Staff Working Paper No. 784
By Andreas Joseph
Universal function approximators, such as artificial neural networks, can learn a large variety of target functions arbitrarily well given sufficient training data. This flexibility comes at the cost of the ability to perform parametric inference. We address this gap by proposing a generic framework based on the Shapley-Taylor decomposition of a model. A surrogate parametric regression analysis is performed in the space spanned by the Shapley value expansion of a model. This allows for the testing of standard hypotheses of interest. At the same time, the proposed approach provides novel insights into statistical learning processes themselves derived from the consistency and bias properties of the nonparametric estimators.
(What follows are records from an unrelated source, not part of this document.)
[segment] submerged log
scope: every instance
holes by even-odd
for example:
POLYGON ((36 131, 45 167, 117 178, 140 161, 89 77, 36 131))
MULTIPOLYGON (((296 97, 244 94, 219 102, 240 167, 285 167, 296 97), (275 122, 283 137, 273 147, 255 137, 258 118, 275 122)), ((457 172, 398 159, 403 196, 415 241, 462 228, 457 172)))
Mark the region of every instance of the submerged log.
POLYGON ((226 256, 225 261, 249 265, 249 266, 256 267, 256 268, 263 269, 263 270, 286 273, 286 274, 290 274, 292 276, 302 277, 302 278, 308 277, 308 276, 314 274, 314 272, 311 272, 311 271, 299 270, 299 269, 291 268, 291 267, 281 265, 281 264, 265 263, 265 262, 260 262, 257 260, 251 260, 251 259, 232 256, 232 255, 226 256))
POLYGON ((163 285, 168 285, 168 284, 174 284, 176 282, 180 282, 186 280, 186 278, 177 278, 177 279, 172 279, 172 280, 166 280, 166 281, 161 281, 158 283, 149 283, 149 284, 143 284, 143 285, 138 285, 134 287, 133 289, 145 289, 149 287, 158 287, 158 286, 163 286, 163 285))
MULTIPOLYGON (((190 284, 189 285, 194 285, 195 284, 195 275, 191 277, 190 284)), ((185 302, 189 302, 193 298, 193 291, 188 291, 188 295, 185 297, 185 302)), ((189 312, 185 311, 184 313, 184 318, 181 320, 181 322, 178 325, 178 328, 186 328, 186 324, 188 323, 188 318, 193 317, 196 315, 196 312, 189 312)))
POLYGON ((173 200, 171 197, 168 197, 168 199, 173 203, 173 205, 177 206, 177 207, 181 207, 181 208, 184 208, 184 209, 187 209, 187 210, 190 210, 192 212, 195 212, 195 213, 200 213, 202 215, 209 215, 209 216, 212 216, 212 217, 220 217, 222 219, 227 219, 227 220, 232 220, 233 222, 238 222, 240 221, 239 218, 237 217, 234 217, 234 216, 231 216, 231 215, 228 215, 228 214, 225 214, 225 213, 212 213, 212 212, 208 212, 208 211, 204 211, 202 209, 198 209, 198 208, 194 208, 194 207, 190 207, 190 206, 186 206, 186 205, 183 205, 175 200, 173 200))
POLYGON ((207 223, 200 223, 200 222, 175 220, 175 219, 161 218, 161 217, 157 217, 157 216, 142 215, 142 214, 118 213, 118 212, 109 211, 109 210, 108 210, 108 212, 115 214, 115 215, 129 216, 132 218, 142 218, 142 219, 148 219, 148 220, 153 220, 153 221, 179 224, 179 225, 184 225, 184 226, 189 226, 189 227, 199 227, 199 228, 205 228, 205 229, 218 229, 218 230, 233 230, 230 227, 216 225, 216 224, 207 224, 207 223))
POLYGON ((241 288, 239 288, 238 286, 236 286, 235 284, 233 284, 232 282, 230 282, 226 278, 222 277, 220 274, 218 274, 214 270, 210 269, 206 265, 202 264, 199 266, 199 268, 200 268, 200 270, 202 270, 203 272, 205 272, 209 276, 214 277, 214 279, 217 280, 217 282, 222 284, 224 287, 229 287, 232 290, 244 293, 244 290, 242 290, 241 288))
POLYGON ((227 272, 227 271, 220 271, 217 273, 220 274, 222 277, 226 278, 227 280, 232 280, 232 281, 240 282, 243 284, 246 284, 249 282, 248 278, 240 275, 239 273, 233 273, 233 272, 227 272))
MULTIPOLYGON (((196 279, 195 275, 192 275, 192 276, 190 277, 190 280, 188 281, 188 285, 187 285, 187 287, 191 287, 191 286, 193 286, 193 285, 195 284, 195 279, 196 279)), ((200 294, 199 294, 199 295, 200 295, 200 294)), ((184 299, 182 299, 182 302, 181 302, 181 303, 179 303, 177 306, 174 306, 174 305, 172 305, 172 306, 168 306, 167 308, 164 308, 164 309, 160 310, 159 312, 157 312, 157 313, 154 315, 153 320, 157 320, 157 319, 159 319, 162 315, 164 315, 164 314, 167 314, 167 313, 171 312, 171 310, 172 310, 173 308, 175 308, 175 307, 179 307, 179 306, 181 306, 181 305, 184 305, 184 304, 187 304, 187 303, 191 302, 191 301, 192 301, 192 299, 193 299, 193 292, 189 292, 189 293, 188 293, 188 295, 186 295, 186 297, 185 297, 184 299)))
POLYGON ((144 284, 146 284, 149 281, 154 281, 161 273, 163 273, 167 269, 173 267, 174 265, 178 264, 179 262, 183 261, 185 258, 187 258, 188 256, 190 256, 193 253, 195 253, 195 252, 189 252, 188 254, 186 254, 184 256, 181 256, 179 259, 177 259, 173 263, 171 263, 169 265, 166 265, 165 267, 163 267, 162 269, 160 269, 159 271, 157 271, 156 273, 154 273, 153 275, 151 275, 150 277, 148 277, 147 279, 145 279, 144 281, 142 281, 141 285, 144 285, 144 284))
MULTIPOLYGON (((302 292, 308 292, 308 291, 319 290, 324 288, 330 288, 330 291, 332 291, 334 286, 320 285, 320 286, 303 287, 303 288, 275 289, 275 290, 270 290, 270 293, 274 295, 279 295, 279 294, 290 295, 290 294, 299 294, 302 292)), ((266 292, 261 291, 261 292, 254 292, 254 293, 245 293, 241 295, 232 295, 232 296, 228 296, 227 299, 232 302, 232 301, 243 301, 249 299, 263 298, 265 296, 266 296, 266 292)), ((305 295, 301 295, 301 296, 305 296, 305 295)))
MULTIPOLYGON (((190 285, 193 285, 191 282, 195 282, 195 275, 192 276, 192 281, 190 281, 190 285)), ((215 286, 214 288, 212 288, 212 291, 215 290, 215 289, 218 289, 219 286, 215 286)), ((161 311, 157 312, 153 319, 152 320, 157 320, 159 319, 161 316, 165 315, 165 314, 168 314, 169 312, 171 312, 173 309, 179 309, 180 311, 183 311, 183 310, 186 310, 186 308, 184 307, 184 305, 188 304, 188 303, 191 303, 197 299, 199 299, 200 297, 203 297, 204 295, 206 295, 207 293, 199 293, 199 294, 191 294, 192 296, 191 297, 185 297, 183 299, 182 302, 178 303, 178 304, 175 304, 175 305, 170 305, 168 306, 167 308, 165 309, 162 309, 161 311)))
We apply the framework to the estimation of heterogeneous treatment effects in simulated and real-world randomised experiments. We introduce an explicit treatment function based on higher-order Shapley-Taylor indices. This can be used to identify potentially complex treatment channels and help the generalisation of findings from experimental settings. More generally, the presented approach allows for a standardised use and communication of results from machine learning models.
This version was updated in July 2020. The Staff Working Paper was first published on 8 March 2019 under the title ‘Shapley regressions: a framework for statistical inference on machine learning models’.
Parametric inference with universal function approximators
The code and data to reproduce all analyses presented in this paper are provided on GitHub.